BTW here is a bit more to chew on;) : http://www.borbelyaudio.com/
The preamp originally cited was a common source amplifier with gain. A simple common source JFET amp will have a fair amount of distortion (~0.5-1% if done right, assuming low gain and and output voltage of ~1-2V). Most of the distortion is low order (2nd and 3rd harmonics). The preamp was originally being used with an electric guitar, though, so the distortion in that application was probably irrelevant for the most part. The common source buffer cited in the next post is a neat idea for overcoming the relatively low impedance of an inverting gain clone. Distortion can be pretty low (0.005% simulated).

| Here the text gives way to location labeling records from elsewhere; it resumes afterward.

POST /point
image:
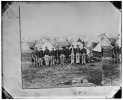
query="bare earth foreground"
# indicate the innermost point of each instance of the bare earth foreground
(52, 76)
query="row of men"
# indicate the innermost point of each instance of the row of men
(59, 56)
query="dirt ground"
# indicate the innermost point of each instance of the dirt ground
(53, 76)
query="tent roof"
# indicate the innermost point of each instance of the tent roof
(98, 47)
(25, 46)
(48, 45)
(104, 42)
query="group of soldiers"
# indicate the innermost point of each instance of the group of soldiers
(62, 56)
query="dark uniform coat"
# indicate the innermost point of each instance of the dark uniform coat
(52, 53)
(74, 50)
(41, 54)
(57, 54)
(83, 51)
(46, 52)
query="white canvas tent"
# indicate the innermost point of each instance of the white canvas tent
(105, 42)
(118, 42)
(75, 43)
(39, 45)
(97, 48)
(88, 51)
(48, 45)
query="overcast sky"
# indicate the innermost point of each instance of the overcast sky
(75, 18)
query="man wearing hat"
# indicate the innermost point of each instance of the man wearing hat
(52, 54)
(72, 52)
(46, 56)
(67, 54)
(62, 56)
(35, 56)
(41, 55)
(57, 55)
(77, 55)
(83, 52)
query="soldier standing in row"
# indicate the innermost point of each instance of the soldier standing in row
(77, 55)
(35, 56)
(46, 56)
(72, 51)
(62, 56)
(41, 55)
(52, 54)
(67, 54)
(83, 52)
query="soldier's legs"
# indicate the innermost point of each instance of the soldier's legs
(34, 62)
(53, 60)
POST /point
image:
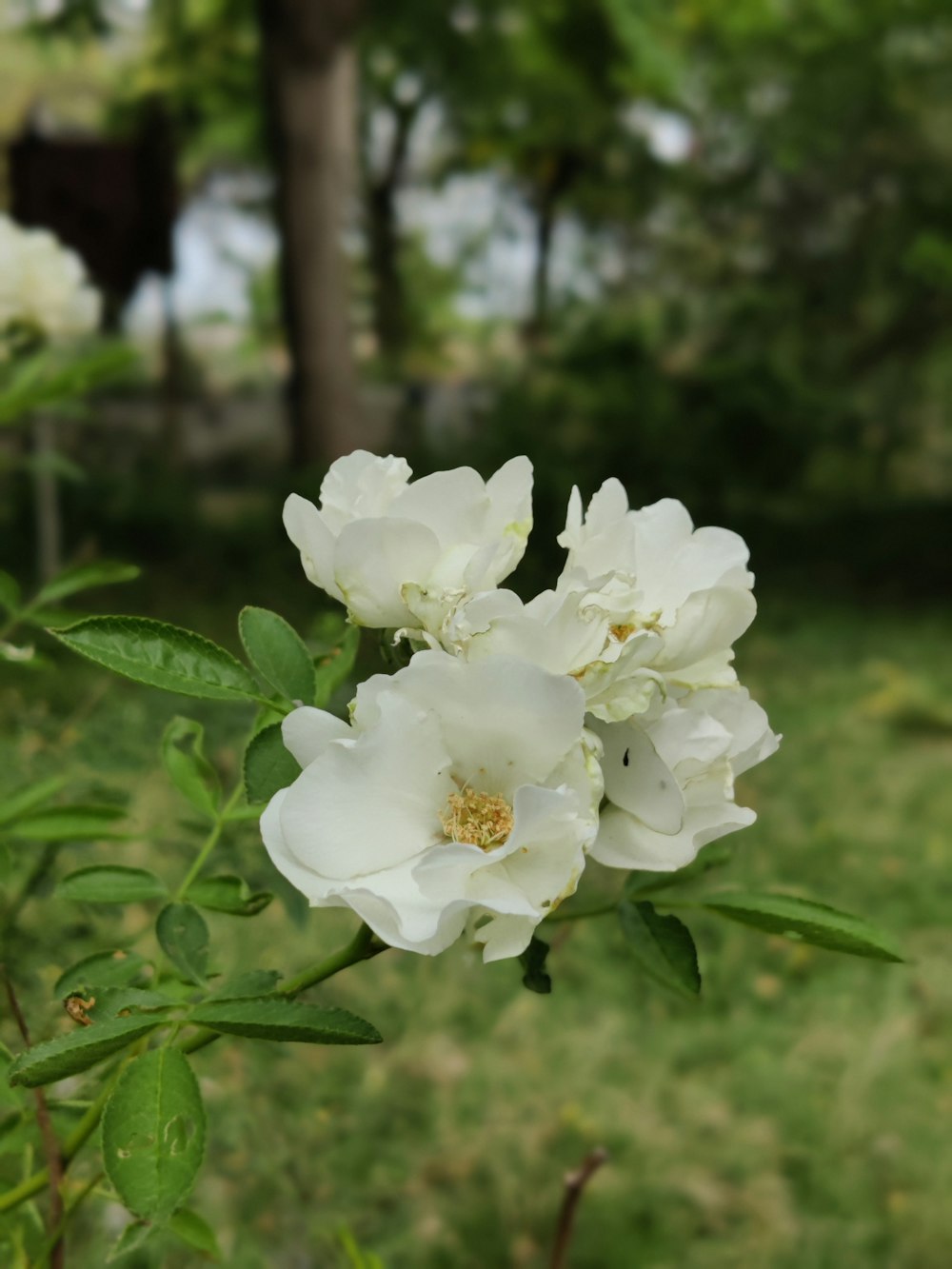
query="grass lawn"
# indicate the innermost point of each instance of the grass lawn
(799, 1117)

If you are using a low slew rate power opamp and need some extra gain to avoid slew rate problems, it might be a better idea to just give in and use an opamp if you want a modest gain boost and are concerned about adding distortion. If you don't care, then a simple JFET commmon source amp will work. There will be a big turn-on thump, though, due to the single ended capacitor coupled output.
I did a simulation today using a PN4303 (halfway decent audio FET with reasonably low noise and fairly low transconductance). With the standard model in ORCAD, a 680 ohm source resistor and a 6.8k drain resistor gave me a gain of almost exactly five. For 200mV in (1V out), I got 0.3% THD, almost all 2nd and 3rd harmonic. This agrees pretty well with what I've gotten in real life. With these values, the drain voltage was fairly well centered using a +30v supply. For real - life FETs, you'd have to select devices or jigger the values around for proper gain and output voltage centering, but the results look reasonably encouraging. Last time I looked, Electronic Goldmine had the PN4303. Mouser also has them from Fairchild and Vishay. If you go this route, I'd spend the extra money and opt for the Vishay devices.

BTW, you never really mentioned wheter you wanted a gain block or a buffer in front of your clone, though since you originally cited the common source amp, I assumed the former. If you want gain, how much?